O modus operandi de muitos sindicatos pode ser ilustrado com o caso da reacção
dos sindicatos a uma proposta de lei do Governo minoritário de António Guterres
para alterar o Estatuto da Carreira Docente Universitária (ECDU). De imediato
chovem e-mails de sindicatos sobre as formas de luta a adoptar contra essa
proposta. Numa troca epistolar com um dirigente sindical, fiquei a saber que
"não compete aos sindicatos fazer propostas de lei". Claro que não, mas então
convocam-se os professores para uma luta sem se saber exactamente o que se quer?
Do diálogo e da "luta" de então ficou que o ECDU, obsoleto, aí continua...
O problema essencial desta legislatura é o de saber como lidar com a pressão dos
interesses organizados contra qualquer reforma que possa servir o interesse
público. Não convém subestimar a assimetria existente entre, por um lado, a
pouca influência dos largos grupos latentes, sem expressão organizada, de
alunos, professores que não se sentem devidamente representados, pais que não se
expressam em associações e, por outro, os grupos fortemente organizados dos
sindicatos, com financiamento próprio, isenção de docência, páginas na Web,
apoio jurídico, pareceres, etc.
Só há duas formas de defender aqueles grupos latentes. O exercício individual e
generalizado da cidadania, em que todos os que sentem a injustiça duma greve
devem expressá-lo junto dos meios de comunicação social impressa ou na Internet.
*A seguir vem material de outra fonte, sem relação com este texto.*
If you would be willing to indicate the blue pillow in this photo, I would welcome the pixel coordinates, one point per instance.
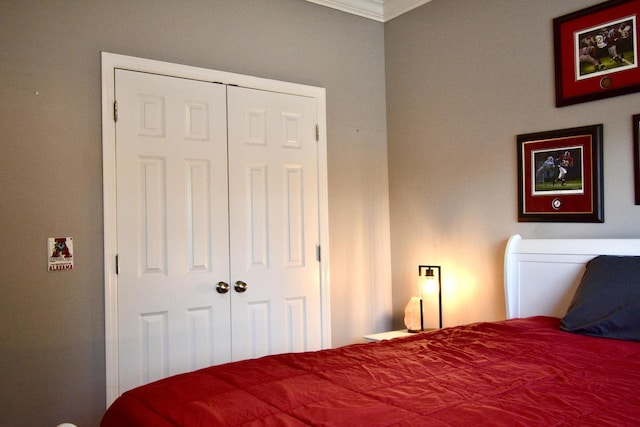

A firmeza e a determinação do Governo, ao qual, em regime democrático no quadro
da separação de poderes, compete a defesa do que considera ser do interesse
público. Um diálogo firme com os sindicatos nesta base: o problema da educação
para nós é este, que propostas construtivas têm a apresentar para o resolver?
Não está em causa o direito à greve e à expressão da insatisfação natural dos
professores; está em causa a ponderação deste direito com outros direitos,
também consagrados constitucionalmente, como o da educação e cultura.